Stochastic Learnings

Random walk in the land of machine learning, algorithms, and software engineering.

Follow me on GitHub

My impressions from NeurIPS 2018 conference

My team has a great tradition: everyone who goes to a major conference must write a report about it and share his/her impressions with the team. In that report we usually list the most interesting papers to be studied later in our ML reading group meetings. So the list below is effectively my study plan for the next 6 months.

Day 0: Sun Dec 2: Expo

This year, the conference started a day early with the Expo session, centered around the vendors and sponsors. Very nice move - most of the attendants had enough time to register (and grab some swag) before the main session starts. It was a problem last year, when I had to stay in line for registration for almost 2 hours.

Day 1: Mon Dec 3: Tutorials

This was the most interesting day for me :) I went to 3 tutorials:

Scalable Bayesian Inference

David Dunson gave a nice talk on large-scale Bayesian ML. He covered all familiar topics, like variational inference, MCMC and such, but with some nice modern techniques, e.g. using Wasserstein distance to aggregate the posteriors in distributed setting, or speeding up the MCMC by replacing expensive transition kernels with approximations. In the second part of the tutorial he also talked a lot about (distributed) Bayesian learning with the large number of features.

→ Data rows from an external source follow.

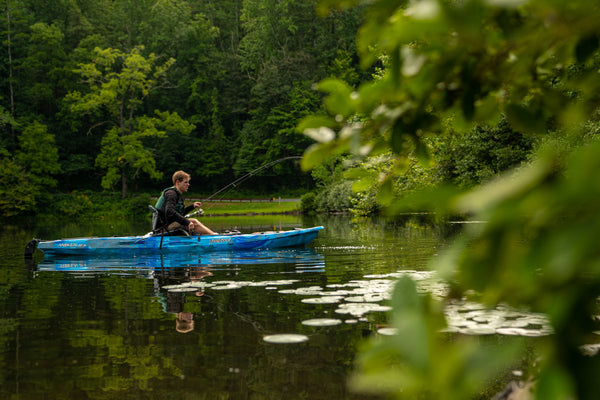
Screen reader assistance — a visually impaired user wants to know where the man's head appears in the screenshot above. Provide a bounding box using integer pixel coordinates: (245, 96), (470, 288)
(173, 171), (191, 185)
(173, 171), (190, 193)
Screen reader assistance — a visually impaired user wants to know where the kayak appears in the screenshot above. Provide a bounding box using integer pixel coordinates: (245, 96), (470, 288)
(25, 226), (323, 256)
(30, 247), (325, 277)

Negative Dependence, Stable Polynomials, and All That

That was the coolest tutorial of the whole conference. Just like with the Optimal Transport last year, it was a discovery of the new area of math that can be applied for machine learning. (New for me, that is). The theory of negative dependence allows modeling of the non-iid data, and the tutorial introduces an amazing toolbox based on Determinantal Point Processes. I am actively studying the area now, and plan to give a little tutorial on it for the team soon.

Statistical Learning Theory: a Hitchhiker’s Guide

That was a nice outline of what’s going on in the SLT world, starting with the basics (VC dimensions, PAC learning, etc.) all the way to PAC-Bayes and work to apply SLT to deep learning and all models with extremely large hypothesis spaces. In all, I found the tutorial a bit hard to follow – maybe I should re-watch the video and read more literature on the subject. PAC-Bayes seems the most interesting topic for me.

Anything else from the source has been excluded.